What’s the easiest and most satisfying way to collect jazz recordings? For me, it’s digging through the crates at a used record store or swap meet. Sometimes my finds can be incredible, like a pristine pressing of the Mahavishnu Orchestra’s The Inner Mounting Flame with ’70s newspaper clippings about the band stuffed into the sleeve. But sometimes they’re dicey, like a copy of Lee Morgan’s ¡Caramba! hanging filthy and half-naked out of a ripped cardboard sleeve.
Although there’s more new jazz coming out on vinyl these days, many fans are playing decades-old platters acquired from all sorts of sources. With proper care, these records can usually deliver an extraordinary listening experience. Without proper care, they’ll give you muddy sound marred by incessant pops and clicks. The good news is that proper record storage is easy, and deep record cleaning can cost less than a couple drinks and cover charges at a Manhattan jazz club.
The first step to proper record care is making sure your records are clean-and that goes triple for records bought at swap meets or garage sales. Effective record cleaning involves application of a fluid cleaner to loosen the grime, gentle scrubbing with a brush, and drying the record thoroughly. The tools to do this cost anywhere from $20 to $4,000.
The least expensive way to clean your records is by purchasing a kit that includes cleaning fluid and a record-cleaning brush, such as the $20 RCA Discwasher D4 package. First, put a few drops of the fluid on the front edge of the brush, and use the bottom of the fluid bottle to spread the fluid evenly across the edge. After putting the record on your turntable and placing the brush gently on the record with the front edge tilted toward the grooves, turn the record a couple of times manually, then dry it off by spinning the record against the rear edge of the pad. It works fairly well, but I noticed a significant improvement when I switched to the Spin-Clean machine, which starts at $80.
The Spin-Clean is a long, thin plastic bathtub made just for your records. Fill the tub with warm water and a splash of cleaning fluid, then slide the record between the Spin-Clean brushes. Rollers hold the record in place so it aligns with the brushes and the label stays dry. Spin the record three times, dry it with the supplied super-soft cloth and you’re done. I immediately heard clearer sound and fewer pops and clicks in my records after I bought the Spin-Clean. Note that the cleaning fluid doesn’t work on 78-rpm Shellac records, but for those you can use a non-alcohol-based fluid or water.

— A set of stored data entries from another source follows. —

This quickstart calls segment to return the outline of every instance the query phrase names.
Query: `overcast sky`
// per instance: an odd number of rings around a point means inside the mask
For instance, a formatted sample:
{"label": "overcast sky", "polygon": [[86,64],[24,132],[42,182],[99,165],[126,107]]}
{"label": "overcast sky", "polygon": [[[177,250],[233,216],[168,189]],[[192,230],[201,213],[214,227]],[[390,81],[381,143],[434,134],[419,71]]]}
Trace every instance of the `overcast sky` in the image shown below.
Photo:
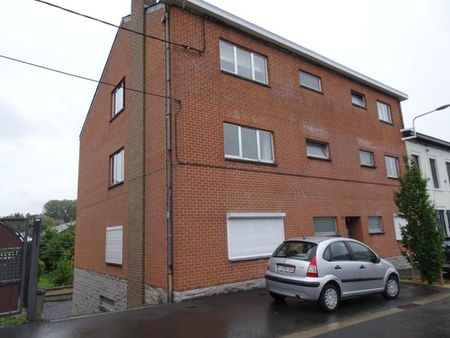
{"label": "overcast sky", "polygon": [[[120,23],[130,0],[48,0]],[[409,95],[406,127],[450,103],[450,1],[210,0]],[[33,0],[0,0],[0,54],[98,79],[115,29]],[[0,216],[74,199],[78,135],[96,84],[0,58]],[[450,108],[416,122],[450,141]]]}

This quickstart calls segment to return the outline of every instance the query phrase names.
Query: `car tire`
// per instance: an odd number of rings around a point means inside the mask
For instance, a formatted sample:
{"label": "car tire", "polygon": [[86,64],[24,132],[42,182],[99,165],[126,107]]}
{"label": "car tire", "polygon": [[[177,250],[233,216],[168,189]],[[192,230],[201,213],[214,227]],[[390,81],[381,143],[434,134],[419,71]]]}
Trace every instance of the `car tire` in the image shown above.
{"label": "car tire", "polygon": [[320,308],[325,312],[336,311],[339,306],[339,289],[334,284],[326,284],[319,297]]}
{"label": "car tire", "polygon": [[280,295],[279,293],[275,293],[270,291],[270,297],[272,297],[273,300],[277,301],[277,302],[282,302],[286,299],[286,296]]}
{"label": "car tire", "polygon": [[400,294],[400,282],[395,275],[390,275],[384,286],[383,297],[386,299],[395,299]]}

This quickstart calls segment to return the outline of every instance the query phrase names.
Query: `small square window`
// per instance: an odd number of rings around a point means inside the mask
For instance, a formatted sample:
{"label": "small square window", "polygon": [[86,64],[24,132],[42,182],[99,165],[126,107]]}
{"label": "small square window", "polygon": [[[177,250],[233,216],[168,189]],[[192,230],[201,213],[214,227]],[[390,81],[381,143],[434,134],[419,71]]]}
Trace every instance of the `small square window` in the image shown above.
{"label": "small square window", "polygon": [[330,159],[328,144],[317,141],[306,141],[306,154],[308,157]]}
{"label": "small square window", "polygon": [[352,92],[352,103],[359,107],[366,107],[366,99],[363,94]]}
{"label": "small square window", "polygon": [[300,71],[300,85],[309,89],[322,91],[322,83],[320,77],[307,72]]}
{"label": "small square window", "polygon": [[362,166],[366,167],[373,167],[375,165],[375,162],[373,160],[373,153],[370,151],[359,151],[359,163]]}
{"label": "small square window", "polygon": [[368,219],[369,234],[383,232],[383,223],[380,216],[369,216]]}
{"label": "small square window", "polygon": [[314,217],[314,233],[317,236],[336,235],[336,217]]}
{"label": "small square window", "polygon": [[122,183],[125,176],[125,152],[122,148],[110,157],[111,179],[110,185]]}
{"label": "small square window", "polygon": [[111,94],[111,118],[114,118],[125,108],[125,80],[122,80]]}
{"label": "small square window", "polygon": [[400,168],[398,165],[398,158],[392,156],[385,156],[384,161],[386,163],[387,177],[389,178],[399,178]]}
{"label": "small square window", "polygon": [[383,122],[392,123],[391,107],[383,102],[377,102],[378,119]]}

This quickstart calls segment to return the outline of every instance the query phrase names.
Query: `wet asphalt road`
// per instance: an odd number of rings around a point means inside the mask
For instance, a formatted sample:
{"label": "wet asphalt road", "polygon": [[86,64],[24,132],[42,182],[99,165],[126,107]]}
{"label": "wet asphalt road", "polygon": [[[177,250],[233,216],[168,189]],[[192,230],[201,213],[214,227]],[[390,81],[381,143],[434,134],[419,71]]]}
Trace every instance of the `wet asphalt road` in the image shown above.
{"label": "wet asphalt road", "polygon": [[[443,299],[441,305],[431,303],[411,308],[408,305],[430,296],[441,298],[441,295]],[[385,301],[380,295],[373,295],[344,301],[336,313],[325,314],[313,303],[296,300],[275,303],[265,290],[253,290],[139,310],[3,328],[0,329],[0,337],[281,337],[338,321],[348,321],[355,316],[406,305],[404,311],[395,315],[324,335],[324,337],[369,337],[368,329],[364,325],[372,326],[373,323],[370,333],[373,332],[374,335],[370,336],[400,337],[405,336],[405,332],[391,335],[393,331],[390,326],[401,329],[401,323],[410,323],[424,324],[425,328],[437,329],[438,324],[442,326],[442,322],[450,322],[448,315],[450,298],[445,298],[445,295],[450,296],[450,289],[403,283],[401,294],[394,301]],[[425,319],[422,319],[420,312],[423,310],[426,310]],[[440,319],[432,321],[433,315]],[[426,323],[423,323],[424,320]],[[374,328],[378,328],[378,331],[372,331]],[[448,332],[448,325],[445,330],[443,332]],[[340,331],[342,333],[333,335]],[[415,330],[412,333],[408,332],[407,336],[440,336],[422,334],[423,331]]]}

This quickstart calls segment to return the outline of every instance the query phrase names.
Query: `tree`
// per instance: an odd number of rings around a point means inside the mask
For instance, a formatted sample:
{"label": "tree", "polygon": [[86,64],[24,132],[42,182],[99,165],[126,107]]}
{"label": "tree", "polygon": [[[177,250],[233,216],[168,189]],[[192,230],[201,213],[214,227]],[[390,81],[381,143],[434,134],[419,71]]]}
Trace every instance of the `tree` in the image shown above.
{"label": "tree", "polygon": [[411,264],[429,284],[440,277],[444,256],[442,234],[437,227],[436,210],[427,192],[427,181],[413,160],[404,159],[406,173],[400,178],[395,204],[407,225],[402,228],[402,244]]}
{"label": "tree", "polygon": [[50,200],[44,204],[43,214],[64,223],[75,221],[77,200]]}

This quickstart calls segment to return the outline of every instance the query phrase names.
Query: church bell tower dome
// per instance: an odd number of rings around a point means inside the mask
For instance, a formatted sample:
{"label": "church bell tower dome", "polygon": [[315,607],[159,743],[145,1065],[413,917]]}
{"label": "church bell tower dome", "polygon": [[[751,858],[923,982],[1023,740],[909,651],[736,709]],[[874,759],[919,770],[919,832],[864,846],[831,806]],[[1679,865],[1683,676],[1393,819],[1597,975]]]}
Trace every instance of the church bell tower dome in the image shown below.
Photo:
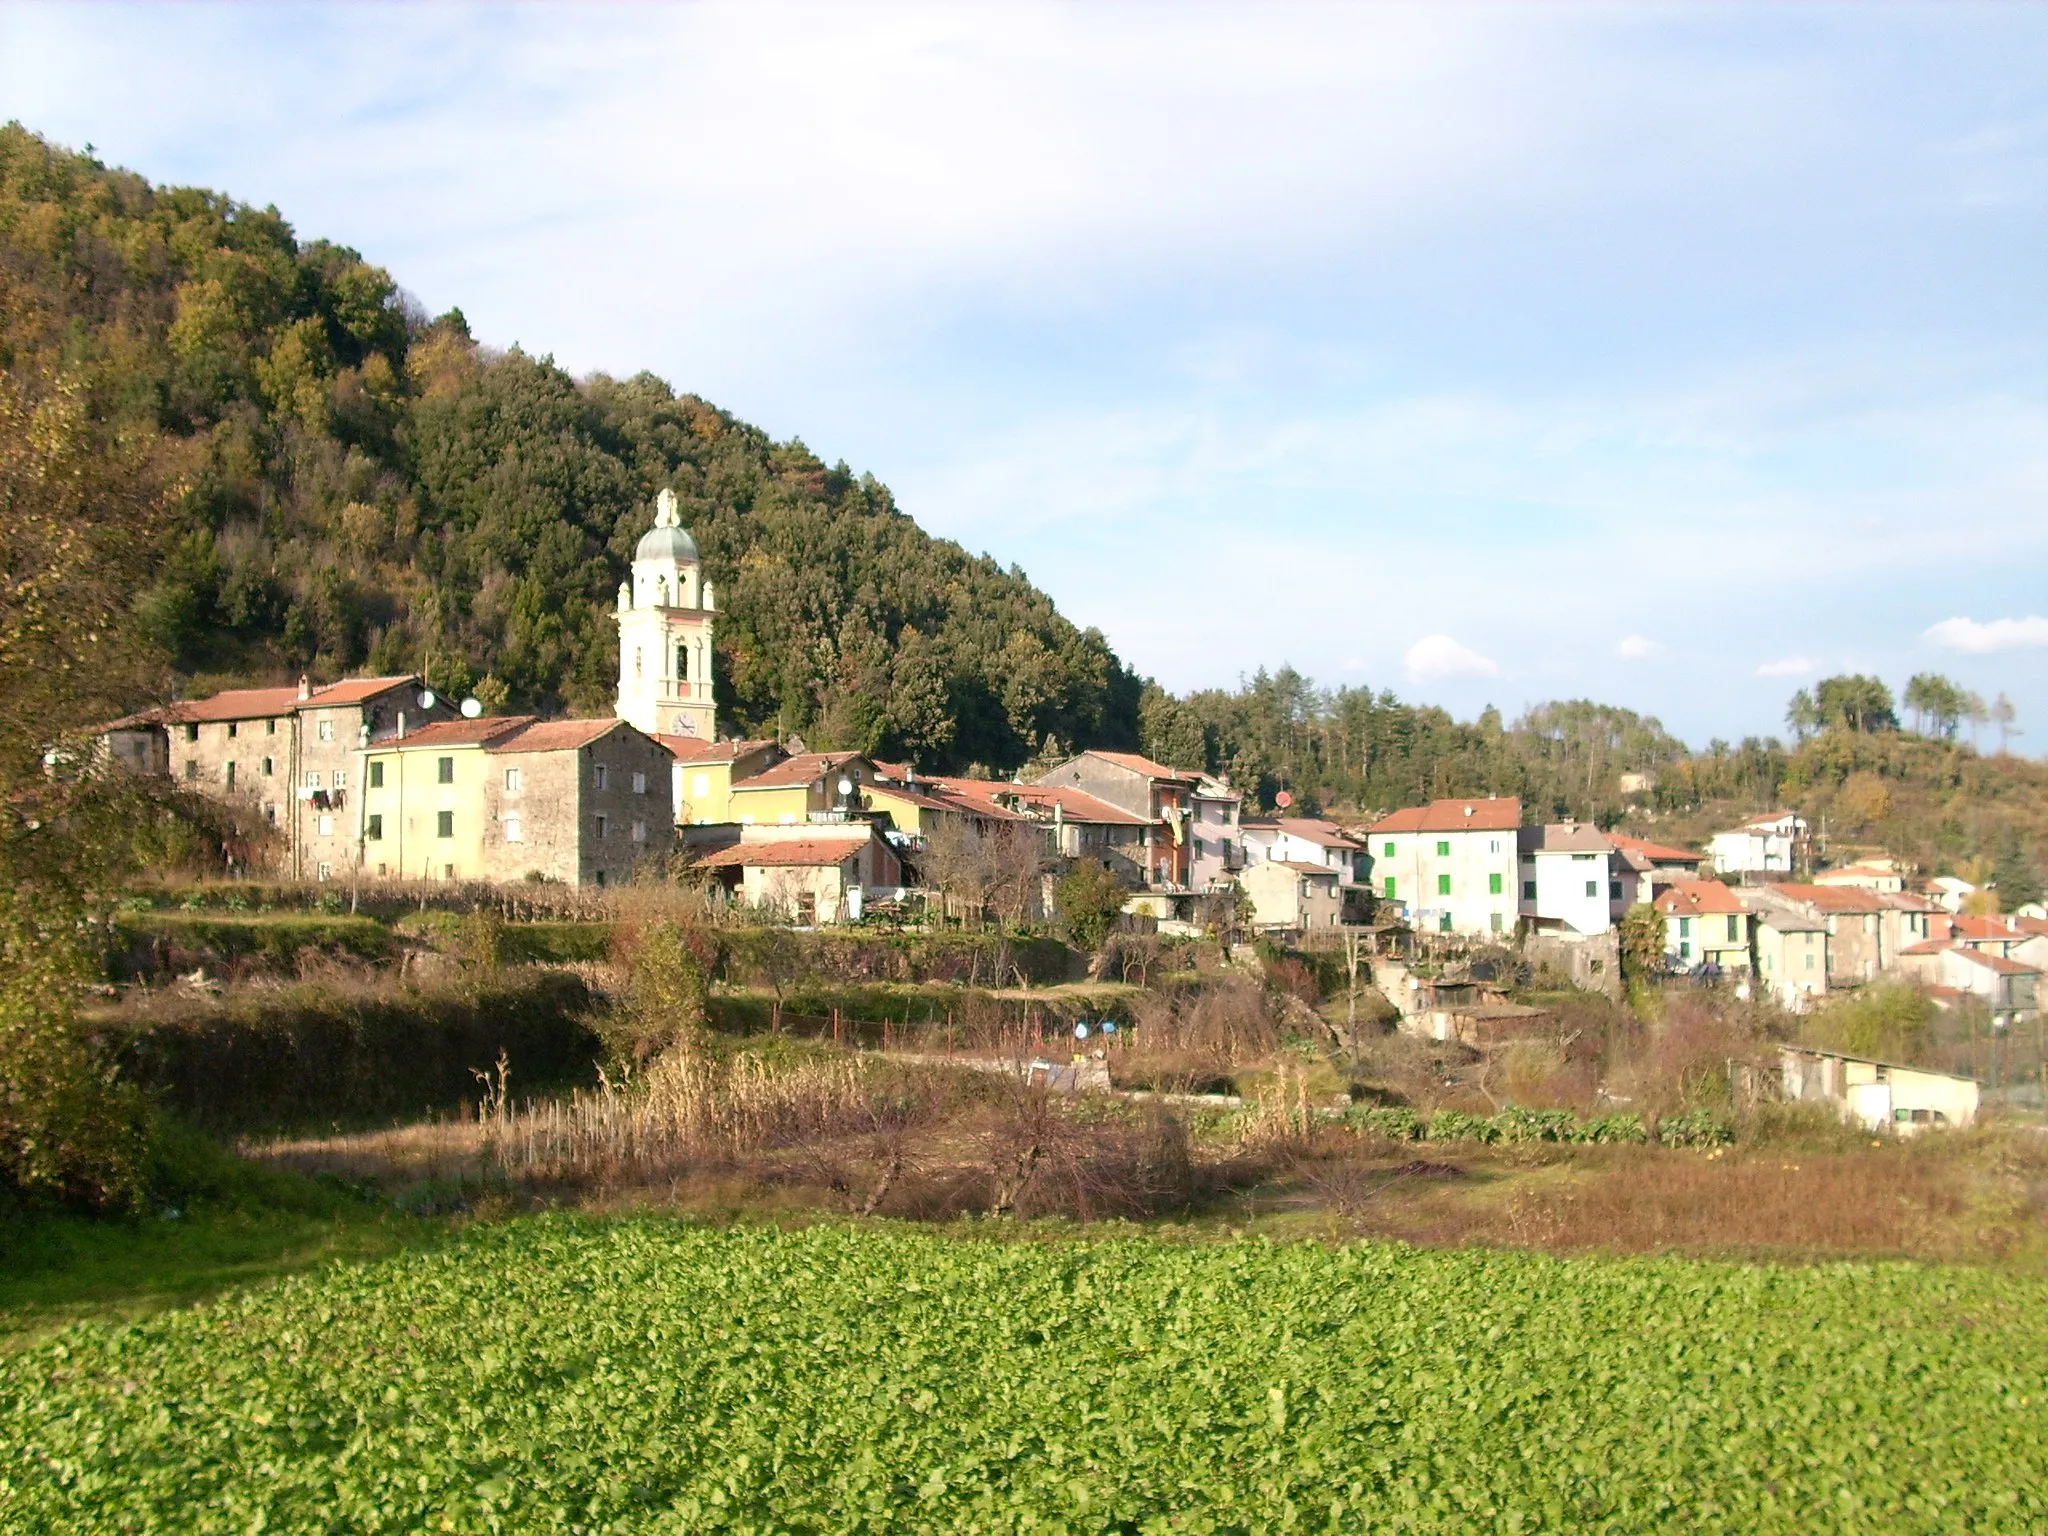
{"label": "church bell tower dome", "polygon": [[716,599],[676,494],[655,499],[654,526],[619,588],[618,715],[650,735],[717,737],[712,623]]}

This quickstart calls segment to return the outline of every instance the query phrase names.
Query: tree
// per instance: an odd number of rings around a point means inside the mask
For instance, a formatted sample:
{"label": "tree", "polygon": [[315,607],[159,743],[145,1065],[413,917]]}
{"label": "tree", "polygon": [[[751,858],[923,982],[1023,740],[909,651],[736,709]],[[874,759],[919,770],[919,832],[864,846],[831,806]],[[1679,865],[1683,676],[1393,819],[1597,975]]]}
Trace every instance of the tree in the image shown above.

The downside of the Spin-Clean is that every time I use it, I end up with a couple dozen records leaned against my living room wall to dry; the supplied cloth never quite does the job. The solution is a vacuum-equipped record-cleaning machine, which thoroughly removes moisture from the record after cleaning. These run from $485 for the Nitty Gritty Model 1.0 to $4,000 for the Clearaudio Double Matrix Professional, the main difference being in the level of automation. For example, some spin the record for you (the Double Matrix) while others require you spin the record manually (the Model 1.0). For serious collectors with thousands of records, one of these machines can be a great investment because of the time and mess it’ll save.
I clean all used records after I buy them, but following that I rarely clean them again. However, most of my records get played no more than half a dozen times a year. If you have favorites you spin over and over, you’ll probably want to clean them more often.
You often need to sweep the dust off your records, though, and for that a dry record-cleaning brush does the trick. The one stipulation is that it should have carbon-fiber bristles, which are fine enough to get into the grooves and don’t build up a static charge. I use the $30 Hunt EDA Mark 6 brush, primarily because all the other vinyl fanatics I know use it.
Once your records are clean, you want to keep them that way-and keep them from warping, too. The number one tip for record storage, one that I see so many music fans violating, is to store your records standing straight up, not flat. This is the best way to keep them from warping, and it also makes it easier to find the record you want.
Some vinyl neophytes discard the inner paper sleeve that protects the record. This is a big mistake, because moving a bare record in and out of the cardboard outer sleeve can scratch it. Of course, a lot of people lose the sleeves, and a lot of used records don’t have them. That’s why one of the first purchases any jazz vinyl fan should make is a pack of replacement sleeves. There are several varieties available; I prefer nice, stiff paper sleeves with plastic linings, which typically cost about $20 for a pack of 50.
It goes without saying that you should store your records away from direct sunlight and any source of heat, such as a radiator or vent. Otherwise, if you keep ’em clean, keep ’em straight and keep ’em sleeved, your records should still be sounding great long after you’ve followed Bird and Miles into the great beyond.